Recanati…la nostra città!

Si è svolto nel pomeriggio, presso la Sala Consiliare del Comune, l’incontro tra le associazioni culturali recanatesi e l’Amministrazione comunale, con Ivan Antognozzi, esperto di progettazione e responsabile della formalizzazione alla candidatura di Recanati Capitale Italiana della Cultura 2018. Per il 29 giugno, data di scadenza del bando, si dovrà presentare la documentazione da sottoporre al vaglio di una commissione giudicatrice ancora sconosciuta, che stabilirà se Recanati supererà la prova. In palio ci sono 1 milione di euro con i quali non si cambia la città, come ha detto il Sindaco Fiordomo, ma sarà un vanto e una premialità simbolica. Antognozzi, già responsabile della candidatura di Urbino, non andata a buon fine, assicura che il bando questa volta ha un percorso diverso rispetto al precedente. Recanati è l’unica città delle Marche, a differenza di Urbino candidata insieme ad altre città, ed è sostenuta formalmente dalla Regione. Il titolo, Recanati…la nostra città! è l’invito rivolto a chiunque di sentirsi recanatese.
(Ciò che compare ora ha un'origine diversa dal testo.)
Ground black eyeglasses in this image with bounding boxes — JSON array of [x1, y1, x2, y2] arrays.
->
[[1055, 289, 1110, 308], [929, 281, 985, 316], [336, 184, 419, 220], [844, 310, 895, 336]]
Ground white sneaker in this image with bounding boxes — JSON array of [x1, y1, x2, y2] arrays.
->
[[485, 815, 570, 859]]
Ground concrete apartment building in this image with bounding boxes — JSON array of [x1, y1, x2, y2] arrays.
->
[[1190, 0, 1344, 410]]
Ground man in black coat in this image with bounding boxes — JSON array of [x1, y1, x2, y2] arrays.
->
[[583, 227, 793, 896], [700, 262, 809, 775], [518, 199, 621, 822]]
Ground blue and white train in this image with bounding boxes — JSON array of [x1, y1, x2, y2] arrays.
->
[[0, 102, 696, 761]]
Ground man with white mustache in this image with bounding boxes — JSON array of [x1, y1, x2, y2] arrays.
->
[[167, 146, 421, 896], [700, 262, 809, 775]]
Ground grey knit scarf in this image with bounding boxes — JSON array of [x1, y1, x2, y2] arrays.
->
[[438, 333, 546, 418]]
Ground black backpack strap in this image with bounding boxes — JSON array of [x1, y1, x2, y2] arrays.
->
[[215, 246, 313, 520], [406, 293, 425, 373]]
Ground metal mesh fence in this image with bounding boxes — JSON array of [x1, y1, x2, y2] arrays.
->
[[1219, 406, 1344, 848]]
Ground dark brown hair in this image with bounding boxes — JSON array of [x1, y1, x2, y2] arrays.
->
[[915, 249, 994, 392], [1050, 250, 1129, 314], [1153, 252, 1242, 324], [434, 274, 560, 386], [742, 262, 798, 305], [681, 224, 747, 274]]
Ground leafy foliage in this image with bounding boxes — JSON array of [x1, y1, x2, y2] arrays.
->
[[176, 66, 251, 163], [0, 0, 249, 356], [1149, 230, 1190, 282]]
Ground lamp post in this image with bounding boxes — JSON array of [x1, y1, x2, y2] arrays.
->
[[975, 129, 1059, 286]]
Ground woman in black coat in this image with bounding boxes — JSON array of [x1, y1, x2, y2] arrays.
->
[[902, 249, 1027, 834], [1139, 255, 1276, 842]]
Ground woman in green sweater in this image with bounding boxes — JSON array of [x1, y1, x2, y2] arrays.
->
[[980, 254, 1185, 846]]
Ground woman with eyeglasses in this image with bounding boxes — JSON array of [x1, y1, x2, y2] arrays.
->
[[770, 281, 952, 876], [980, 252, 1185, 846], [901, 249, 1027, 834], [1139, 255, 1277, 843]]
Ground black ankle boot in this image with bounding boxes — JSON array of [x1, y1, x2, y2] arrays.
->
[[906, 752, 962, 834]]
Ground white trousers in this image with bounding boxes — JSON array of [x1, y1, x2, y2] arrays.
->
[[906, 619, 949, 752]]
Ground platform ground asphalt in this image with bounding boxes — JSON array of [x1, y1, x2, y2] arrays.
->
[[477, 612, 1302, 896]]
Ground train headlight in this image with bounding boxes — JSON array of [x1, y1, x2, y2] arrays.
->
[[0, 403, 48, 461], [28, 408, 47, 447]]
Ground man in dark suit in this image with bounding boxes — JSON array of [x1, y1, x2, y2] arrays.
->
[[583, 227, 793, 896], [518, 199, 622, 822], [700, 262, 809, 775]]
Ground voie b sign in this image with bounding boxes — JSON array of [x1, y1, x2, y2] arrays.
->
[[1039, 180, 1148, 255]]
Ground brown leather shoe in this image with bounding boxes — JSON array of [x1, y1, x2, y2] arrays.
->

L’ispirazione arriva da una frase di Mario Martone, dove parla della città come “uno dei luoghi in cui davvero si riesce ancora a cogliere lo spirito più autentico e più prezioso del nostro paese”. Gli obiettivi sono il miglioramento dell’offerta culturale attraverso la cultura come elemento contaminante, la partecipazione collettiva e il potenziamento della tecnologia soprattutto per il turista. Il bando richiede la rielaborazione del patrimonio storico (Leopardi e Gigli), per il futuro della città, la formazione di un modello di sviluppo policentrico e sostenibile e una concentrazione di eventi culturali; ecco la motivazione per cui sono state chiamate le associazioni che, tutte d’accordo, sosterranno la candidatura e collaboreranno con l’amministrazione. Convinti della possibile vittoria l’assessore Rita Soccio e il Sindaco Francesco Fiordomo il quale ha dichiarato: “nella cultura, nell’educazione, nella scuola c’è il futuro della città; Recanati è già inserita in una rete culturale a livello internazionale e diventare capitale europea può produrre reddito ed economia.”